Global volume is down, excess capacity will continue to increase, fuel costs are at a record high, and customers are demanding higher-quality service than they receive today. At the world’s largest carrier Maersk, Lucas Vos was recently quoted saying, “Carriers need to change the way we sell our services.” Shippers may likely call that an understatement.
To differentiate themselves and stay competitive, carriers are beginning to think about investing in changes that would enable them to shift to deliver a more service-oriented offering. This means deepening customer relationships and partnerships, and improving visibility and reliability in communications and service levels. To survive, carriers must evolve their focus beyond filling vessels and moving cargo as quickly and efficiently as possible, to providing more personal attention to customers and adapting quickly to meet their needs.

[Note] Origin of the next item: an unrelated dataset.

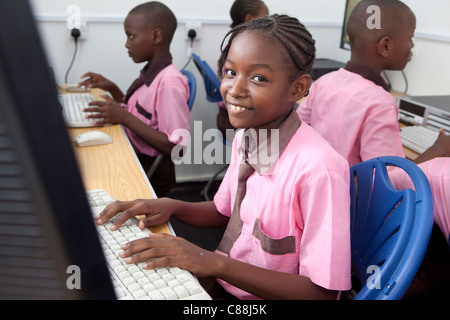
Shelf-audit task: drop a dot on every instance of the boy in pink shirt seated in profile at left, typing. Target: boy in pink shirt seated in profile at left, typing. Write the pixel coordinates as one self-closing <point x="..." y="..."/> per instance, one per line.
<point x="155" y="105"/>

The “preparatory” time for carriers to begin adjusting to this new rapidly changing, competitive age is now. Industry watchers already predict there will be fewer than 10 carriers serving the container industry by 2025 (in 2012, the top 10 carriers held about 60 percent of the market). Only the financially strong, most flexible and efficient carriers will stay afloat. However, what will keep a carrier in the game is delivering long-term customer value. The industry leaders will be the carriers who best capture the needs of their customers and are able to deliver those services — quickly. With limited resources, carriers will need not only to harness the power of information but also to bring it to life within their organizations.
Carriers spent decades investing billions of dollars on ships and focusing their resources and attention around the vessels. 2013 may not mark the first time carrier survival depends on listening to the customer. But it may be the first time when those who don’t hear the customer will not adapt and survive.